Rz. 70

Von Majorisierung spricht man, wenn ein Eigentümer seine Stimmenmehrheit bei der Beschlussfassung zum eigenen Nutzen einsetzt. Im Falle der Verwalterwahl geht es darum, dass der Mehrheitseigentümer sich selbst oder eine Person seines Vertrauens zum Verwalter bestellt. Obwohl in dieser Situation immer eine Interessenkollision vorliegt, führt dieser Umstand allein nicht zur Anfechtbarkeit des Beschlusses. Auch ein Wohnungseigentümer kann nämlich zum Verwalter bestellt werden; daran darf sich nicht nur deshalb etwas ändern, weil er zugleich der Mehrheitseigentümer ist. Kann aber der Mehrheitseigentümer bewirken, dass er selbst zum Verwalter gewählt wird, dann ist er genauso berechtigt, mit der Mehrheit seiner Stimmen zur Bestellung eines Verwalters beizutragen, mit dem er persönlich oder wirtschaftlich verbunden ist oder zu dem er besonderes Vertrauen hat. Ebenso dürfen Miteigentümer für den Mehrheitseigentümer oder für den von ihm gewünschten Verwalter stimmen, auch wenn sie mit dem Mehrheitseigentümer oder dessen "Kandidaten" wirtschaftlich oder persönlich eng verflochten sind.

 

Rz. 71

Nach der Rspr. ist die Majorisierung erst dann rechtsmissbräuchlich, wenn bestimmte weitere Umstände hinzutreten, aus denen sich ergibt, dass die Stimmabgabe für den bestellten Verwalter gegen die Grundsätze ordnungsmäßiger Verwaltung und gegen die Pflicht zur Rücksichtnahme auf die Interessen der Gemeinschaft verstößt. Ob solche Umstände vorliegen, ist bei einer Majorisierung durch den Mehrheitseigentümer besonders kritisch zu prüfen;[75] das gilt erst recht in der Konstellation der Zweiergemeinschaft, bei der ein Miteigentümer die Stimmenmehrheit hat.[76] So wurde beispielsweise ein Beschluss für ungültig erklärt, mit dem der Mehrheitseigentümer gegen die Stimme des einzigen Miteigentümers seine Tochter, die keine einschlägige Berufserfahrung besaß, für fünf Jahre zur Verwalterin bestellte;[77] oder mit dem der Mehrheitseigentümer, "der entschlossen ist, die Geschicke der Wohnungseigentümergemeinschaft allein nach seinem Gutdünken zu bestimmten", seine Ehefrau zur Verwalterin wählte;[78] oder wenn dem Mehrheitseigentümer die Neutralität fehlte, weil er an zahlreichen, auch gerichtlich ausgetragenen Streitigkeiten mit einem Miteigentümer ausländischer Herkunft beteiligt war.[79] Ist die Stimmabgabe so offensichtlich rechtsmissbräuchlich, dass der Ausgang eines gerichtlichen Verfahrens nicht abgewartet werden kann, ist sie bei der Feststellung des Beschlussergebnisses nicht zu berücksichtigen.[80] Das ist aber reine Theorie, denn der Mehrheitseigentümer wird schon dafür sorgen, dass der Bestellungsbeschluss unter Berücksichtigung seiner Stimmen festgestellt wird. Zudem ist die Rechtskonstruktion des Stimmrechtsmissbrauchs prinzipiell verfehlt (auch → § 7 Rdn 119). Der Rechtsschutz der überstimmten Minderheit erfolgt im Wege der Anfechtungsklage.[81]
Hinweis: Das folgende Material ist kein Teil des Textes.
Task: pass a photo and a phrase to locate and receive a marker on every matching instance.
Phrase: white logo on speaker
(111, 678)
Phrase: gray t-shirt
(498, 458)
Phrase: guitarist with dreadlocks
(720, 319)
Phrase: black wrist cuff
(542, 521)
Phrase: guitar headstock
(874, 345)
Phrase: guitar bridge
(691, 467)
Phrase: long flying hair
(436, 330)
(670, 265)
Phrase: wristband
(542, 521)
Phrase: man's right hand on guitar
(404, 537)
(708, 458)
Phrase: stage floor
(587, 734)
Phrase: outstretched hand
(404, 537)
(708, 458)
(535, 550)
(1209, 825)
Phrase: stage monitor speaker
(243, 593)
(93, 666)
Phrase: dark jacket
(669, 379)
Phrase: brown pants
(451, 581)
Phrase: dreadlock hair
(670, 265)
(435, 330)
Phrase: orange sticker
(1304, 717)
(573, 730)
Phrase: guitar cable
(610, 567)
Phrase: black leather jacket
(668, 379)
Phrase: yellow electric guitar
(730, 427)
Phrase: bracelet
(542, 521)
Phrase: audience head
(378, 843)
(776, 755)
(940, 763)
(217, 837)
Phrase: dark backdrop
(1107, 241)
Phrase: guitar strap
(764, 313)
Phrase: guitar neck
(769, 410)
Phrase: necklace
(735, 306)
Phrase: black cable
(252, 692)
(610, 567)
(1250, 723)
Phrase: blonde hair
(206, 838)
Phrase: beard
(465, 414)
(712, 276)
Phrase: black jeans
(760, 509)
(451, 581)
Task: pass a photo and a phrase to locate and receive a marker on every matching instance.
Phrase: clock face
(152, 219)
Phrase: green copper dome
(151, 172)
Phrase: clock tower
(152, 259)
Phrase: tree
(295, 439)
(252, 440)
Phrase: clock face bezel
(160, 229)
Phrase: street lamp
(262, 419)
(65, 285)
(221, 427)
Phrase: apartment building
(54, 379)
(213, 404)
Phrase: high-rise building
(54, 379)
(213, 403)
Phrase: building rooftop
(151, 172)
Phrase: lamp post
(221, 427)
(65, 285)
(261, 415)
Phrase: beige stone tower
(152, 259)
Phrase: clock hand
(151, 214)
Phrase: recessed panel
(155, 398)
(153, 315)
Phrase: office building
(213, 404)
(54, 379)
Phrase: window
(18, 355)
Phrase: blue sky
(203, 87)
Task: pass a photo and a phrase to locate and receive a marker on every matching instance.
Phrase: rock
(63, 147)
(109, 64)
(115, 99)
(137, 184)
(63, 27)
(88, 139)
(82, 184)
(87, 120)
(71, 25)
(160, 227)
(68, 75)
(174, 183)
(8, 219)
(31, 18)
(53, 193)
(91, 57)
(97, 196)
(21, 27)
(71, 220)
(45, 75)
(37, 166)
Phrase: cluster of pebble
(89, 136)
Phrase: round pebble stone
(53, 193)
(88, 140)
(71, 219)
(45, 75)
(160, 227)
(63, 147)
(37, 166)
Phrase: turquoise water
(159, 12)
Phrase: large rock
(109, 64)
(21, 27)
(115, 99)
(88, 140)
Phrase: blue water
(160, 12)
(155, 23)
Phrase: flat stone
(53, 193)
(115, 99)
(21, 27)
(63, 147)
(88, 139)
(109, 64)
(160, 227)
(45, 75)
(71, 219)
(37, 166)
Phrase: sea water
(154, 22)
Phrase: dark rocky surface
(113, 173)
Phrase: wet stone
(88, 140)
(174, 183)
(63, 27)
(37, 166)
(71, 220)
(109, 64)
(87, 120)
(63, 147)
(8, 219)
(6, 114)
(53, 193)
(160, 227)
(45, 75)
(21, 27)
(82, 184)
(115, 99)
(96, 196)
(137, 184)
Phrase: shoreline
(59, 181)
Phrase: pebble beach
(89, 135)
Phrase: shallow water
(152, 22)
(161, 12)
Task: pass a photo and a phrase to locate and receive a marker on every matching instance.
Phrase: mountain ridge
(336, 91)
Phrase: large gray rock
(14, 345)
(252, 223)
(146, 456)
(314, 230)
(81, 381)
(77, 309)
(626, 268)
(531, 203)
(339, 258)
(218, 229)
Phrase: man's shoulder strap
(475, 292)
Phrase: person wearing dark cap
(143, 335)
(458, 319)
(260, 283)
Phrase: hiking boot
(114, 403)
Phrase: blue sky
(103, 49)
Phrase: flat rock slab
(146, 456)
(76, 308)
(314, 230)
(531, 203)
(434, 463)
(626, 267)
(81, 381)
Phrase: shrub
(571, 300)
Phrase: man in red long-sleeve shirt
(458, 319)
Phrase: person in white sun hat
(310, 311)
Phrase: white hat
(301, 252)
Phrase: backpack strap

[76] LG Karlsruhe v. 4.11.2014 – 5 S 107/13, ZWE 2015, 187.
[77] AG Hannover v. 6.5.2014 – 483 C 12045/13, ZMR 2014, 829.
[78] LG Karlsruhe v. 4.11.2014 – 5 S 107/13, ZWE 2015, 187.
[81] So tendenziell auch BGH v. 14.7.2017 – V ZR 290/16, ZMR 2017, 906 Rn 19. Ausf. BeckOGK WEG/Greiner, § 26 Rn 111.